Earlier this month , we’d been on a one week trip to Tokyo to attend an award ceremony and for the first two days we were put up at the Tokyu Stay, an extended stay hotel in Akasaka. A thirteen or fourteen story building ,the Tokyu Stay’s frontage was deceptively small , but inside it opened out with 200 rooms arranged around a central courtyard. It was roughly comparable to a Holiday Inn in the U.S but there were several interesting differences.
Sizewise , the room was definitely smaller , perhaps 3/4 that of a U.S hotel room . Not surprising , because the Japanese are smaller in stature. We found it perfectly adequate , if a l-i-t-t-t-le bit cramped. However , there were many , many things about it that we loved.
The first was the mattresses and pillows , which had just the right amount of firmness. In the states , I find the mattresses too soft . Some may equate that with luxury but , as for me , I am not comfortable sleeping on them . I also loved the temperature controls . At the Tokyu Stay , the room thermostat allowed guests to adjust the room temperature to the exact temperature they desired .After a bit of mental math , converting degrees Farenheit to degrees Centigrade , we did just that and were comfortable throughout the night .
My biggest applause though was reserved for the toilet amenities where we got our first experience of the Japanese toilets we’d only read about . To begin with , the toilet seat was heated which , in the middle of winter , is a source of enormous well-being . Blessings be on its inventor , surely one of the great benefactors of mankind. Blessings also on the head of the person(s) who invented the various controls on the Japanese toilet. Our toilet had a “shower” and a ” bidet” function . When the proper button was pressed , a strategically aimed jet of water cleansed one’s nether parts . Pressing another button halted the flow . These refinements enabled one to avoid using toilet paper ,if one so desired. This was an important consideration because the toilet paper in Japan , as in many other countries , is tissue thin and maddeningly non-absorbent.
One other thing we noticed about the bathroom amenities was that the body wash , shampoo , and conditioner were in large , refillable pump dispensers . A refreshing change from the dinky little dispensers in U.S hotel rooms . But then , Japanese hotel guests do not think that the room price entitles them to make away with th the soap, shampoo, etc .
Our hotel stay entitled us to breakfast and we were given breakfast coupons for the adjoining Jonathan’s Cafe , part of a Tokyo restaurant chain. There we had a choice of set breakfasts , four of them Western style , four Japanese style . I had the Western # 1 … scrambled eggs, one slice of toast ( 3/4 inch thick), a paper-thin slice of ham , one sausage , coffee and juice with free refills. Both the ham and the sausage were very tasty but it would have been more enjoyable if the food had been hot instead of merely lukewarm . Even the coffee wasn’t hot as we have come to expect. However , the waitress was so obliging and polite we didn’t feel like asking her to warm up everything.

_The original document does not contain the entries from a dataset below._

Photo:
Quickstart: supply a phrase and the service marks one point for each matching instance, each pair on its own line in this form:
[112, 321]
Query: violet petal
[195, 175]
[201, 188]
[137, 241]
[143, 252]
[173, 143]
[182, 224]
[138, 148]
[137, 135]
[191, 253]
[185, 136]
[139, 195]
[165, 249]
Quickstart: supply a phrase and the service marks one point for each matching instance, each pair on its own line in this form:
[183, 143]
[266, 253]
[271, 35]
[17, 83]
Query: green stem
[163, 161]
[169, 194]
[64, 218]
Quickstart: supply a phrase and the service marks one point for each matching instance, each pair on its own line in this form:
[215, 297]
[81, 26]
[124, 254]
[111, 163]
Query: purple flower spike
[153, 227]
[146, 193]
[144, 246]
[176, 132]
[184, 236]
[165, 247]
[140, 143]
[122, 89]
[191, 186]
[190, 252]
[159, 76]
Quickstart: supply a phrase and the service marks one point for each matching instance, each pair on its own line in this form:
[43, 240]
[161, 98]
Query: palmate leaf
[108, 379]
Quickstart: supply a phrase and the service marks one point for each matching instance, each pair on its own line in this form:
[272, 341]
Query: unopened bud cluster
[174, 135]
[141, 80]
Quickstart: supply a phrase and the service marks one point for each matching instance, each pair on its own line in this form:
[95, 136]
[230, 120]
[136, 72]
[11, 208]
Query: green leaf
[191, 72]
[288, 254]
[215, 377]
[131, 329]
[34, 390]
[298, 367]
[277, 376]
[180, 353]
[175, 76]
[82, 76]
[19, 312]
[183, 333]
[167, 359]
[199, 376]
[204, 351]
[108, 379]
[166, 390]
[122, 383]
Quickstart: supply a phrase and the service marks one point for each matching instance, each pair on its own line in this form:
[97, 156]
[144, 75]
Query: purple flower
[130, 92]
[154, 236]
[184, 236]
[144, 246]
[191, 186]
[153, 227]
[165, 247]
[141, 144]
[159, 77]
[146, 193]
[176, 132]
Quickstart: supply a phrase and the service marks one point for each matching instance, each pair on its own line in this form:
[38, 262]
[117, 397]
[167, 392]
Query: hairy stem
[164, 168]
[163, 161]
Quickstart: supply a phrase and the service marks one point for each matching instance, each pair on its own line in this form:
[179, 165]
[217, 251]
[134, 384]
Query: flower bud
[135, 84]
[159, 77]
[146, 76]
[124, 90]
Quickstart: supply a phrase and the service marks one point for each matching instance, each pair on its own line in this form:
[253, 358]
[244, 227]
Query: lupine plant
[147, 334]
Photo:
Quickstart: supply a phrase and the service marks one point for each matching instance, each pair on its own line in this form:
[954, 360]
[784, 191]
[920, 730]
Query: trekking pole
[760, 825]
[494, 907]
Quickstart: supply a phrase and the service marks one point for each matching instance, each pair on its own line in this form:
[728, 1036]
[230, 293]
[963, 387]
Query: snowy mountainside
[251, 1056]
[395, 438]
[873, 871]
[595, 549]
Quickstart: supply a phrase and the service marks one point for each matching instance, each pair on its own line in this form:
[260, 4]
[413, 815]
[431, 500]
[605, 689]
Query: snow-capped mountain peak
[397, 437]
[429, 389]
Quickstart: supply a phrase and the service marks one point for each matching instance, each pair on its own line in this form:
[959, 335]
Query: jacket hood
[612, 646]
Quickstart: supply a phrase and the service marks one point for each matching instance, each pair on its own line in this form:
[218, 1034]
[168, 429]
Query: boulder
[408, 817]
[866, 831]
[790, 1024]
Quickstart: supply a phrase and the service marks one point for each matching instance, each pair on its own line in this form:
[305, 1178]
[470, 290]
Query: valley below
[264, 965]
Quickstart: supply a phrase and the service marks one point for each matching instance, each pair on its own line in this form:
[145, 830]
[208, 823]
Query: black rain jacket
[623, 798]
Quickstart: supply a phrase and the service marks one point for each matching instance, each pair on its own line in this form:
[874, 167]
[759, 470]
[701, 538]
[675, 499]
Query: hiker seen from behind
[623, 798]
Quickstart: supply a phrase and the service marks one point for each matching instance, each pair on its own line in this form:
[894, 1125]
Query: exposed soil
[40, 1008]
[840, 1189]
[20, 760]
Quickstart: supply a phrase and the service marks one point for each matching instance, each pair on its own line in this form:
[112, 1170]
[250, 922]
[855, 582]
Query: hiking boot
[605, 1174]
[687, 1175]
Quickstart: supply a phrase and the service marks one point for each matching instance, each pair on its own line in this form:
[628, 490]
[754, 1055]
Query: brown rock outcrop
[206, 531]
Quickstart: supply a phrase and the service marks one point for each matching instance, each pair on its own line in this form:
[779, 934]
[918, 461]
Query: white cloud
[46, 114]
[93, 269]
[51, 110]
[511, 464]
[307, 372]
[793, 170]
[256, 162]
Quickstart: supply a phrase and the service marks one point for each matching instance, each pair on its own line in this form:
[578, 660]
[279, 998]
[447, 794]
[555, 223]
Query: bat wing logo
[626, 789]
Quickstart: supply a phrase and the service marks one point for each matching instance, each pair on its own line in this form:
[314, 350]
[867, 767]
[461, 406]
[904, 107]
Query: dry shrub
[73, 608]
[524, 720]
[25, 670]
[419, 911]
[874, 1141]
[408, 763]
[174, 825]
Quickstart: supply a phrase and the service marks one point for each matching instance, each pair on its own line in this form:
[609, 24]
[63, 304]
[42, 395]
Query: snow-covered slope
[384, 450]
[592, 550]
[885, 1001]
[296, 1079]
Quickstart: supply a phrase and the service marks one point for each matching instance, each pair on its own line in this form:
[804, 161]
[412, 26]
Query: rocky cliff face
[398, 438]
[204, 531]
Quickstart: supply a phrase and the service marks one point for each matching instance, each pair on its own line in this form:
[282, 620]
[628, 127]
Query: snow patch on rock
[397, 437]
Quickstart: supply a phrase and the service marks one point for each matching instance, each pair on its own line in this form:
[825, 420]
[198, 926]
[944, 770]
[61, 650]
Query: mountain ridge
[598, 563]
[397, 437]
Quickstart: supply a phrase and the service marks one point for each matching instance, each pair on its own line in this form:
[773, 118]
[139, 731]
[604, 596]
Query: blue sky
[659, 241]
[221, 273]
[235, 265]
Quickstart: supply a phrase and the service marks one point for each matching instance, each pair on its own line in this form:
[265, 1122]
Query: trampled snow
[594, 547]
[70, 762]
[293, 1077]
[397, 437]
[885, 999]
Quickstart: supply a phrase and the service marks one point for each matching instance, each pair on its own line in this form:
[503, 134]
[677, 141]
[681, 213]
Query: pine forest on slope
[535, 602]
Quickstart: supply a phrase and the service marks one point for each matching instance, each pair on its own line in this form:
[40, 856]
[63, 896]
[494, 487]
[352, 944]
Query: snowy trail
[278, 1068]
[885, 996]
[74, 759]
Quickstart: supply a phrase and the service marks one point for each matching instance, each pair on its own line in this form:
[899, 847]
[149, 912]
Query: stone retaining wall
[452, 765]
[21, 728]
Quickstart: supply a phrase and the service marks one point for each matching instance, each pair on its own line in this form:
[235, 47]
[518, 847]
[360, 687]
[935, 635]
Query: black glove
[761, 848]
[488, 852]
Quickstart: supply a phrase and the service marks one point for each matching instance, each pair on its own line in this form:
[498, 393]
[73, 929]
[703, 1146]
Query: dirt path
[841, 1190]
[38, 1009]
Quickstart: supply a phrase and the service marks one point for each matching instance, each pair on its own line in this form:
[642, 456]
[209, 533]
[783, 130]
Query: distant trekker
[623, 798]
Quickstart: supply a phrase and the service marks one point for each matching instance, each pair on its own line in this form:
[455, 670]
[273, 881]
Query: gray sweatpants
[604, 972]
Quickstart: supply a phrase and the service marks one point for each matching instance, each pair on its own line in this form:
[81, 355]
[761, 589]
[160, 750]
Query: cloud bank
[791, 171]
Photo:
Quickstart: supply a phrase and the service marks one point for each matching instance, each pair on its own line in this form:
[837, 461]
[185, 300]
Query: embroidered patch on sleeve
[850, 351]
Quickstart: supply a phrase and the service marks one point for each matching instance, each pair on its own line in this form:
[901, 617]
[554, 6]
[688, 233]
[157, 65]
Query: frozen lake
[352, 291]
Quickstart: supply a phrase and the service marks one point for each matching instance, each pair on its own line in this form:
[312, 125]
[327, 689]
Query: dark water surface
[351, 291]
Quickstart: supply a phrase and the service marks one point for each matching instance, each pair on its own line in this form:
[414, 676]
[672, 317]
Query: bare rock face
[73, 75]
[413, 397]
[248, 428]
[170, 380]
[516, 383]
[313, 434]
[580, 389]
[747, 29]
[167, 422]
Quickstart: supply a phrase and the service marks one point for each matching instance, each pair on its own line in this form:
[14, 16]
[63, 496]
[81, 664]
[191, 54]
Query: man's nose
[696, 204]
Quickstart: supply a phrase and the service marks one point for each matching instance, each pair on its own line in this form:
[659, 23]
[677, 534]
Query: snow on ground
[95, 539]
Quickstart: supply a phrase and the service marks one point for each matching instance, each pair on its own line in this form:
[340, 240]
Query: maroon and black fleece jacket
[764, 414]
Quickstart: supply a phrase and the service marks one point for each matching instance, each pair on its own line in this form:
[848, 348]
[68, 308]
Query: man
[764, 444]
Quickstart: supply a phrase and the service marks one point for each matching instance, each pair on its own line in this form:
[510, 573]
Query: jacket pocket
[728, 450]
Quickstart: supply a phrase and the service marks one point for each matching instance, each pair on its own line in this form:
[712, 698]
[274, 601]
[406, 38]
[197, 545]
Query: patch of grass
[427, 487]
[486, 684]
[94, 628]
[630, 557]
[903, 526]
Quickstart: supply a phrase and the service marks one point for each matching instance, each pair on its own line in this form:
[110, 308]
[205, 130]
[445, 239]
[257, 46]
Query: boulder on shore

One other thing we noticed at the restaurant is that everything was rationed out ; there was no waste . Patrons got one sausage , one slice of ham , one slice of toast, one pat of butter and one little container of jam . (Elsewhere, we noticed that even paper napkins and tissues were doled out very sparingly .) A welcome change from the U.S where there is so much waste at the all-you-can eat buffet tables. It also explains why Tokyo is so clean and litter free.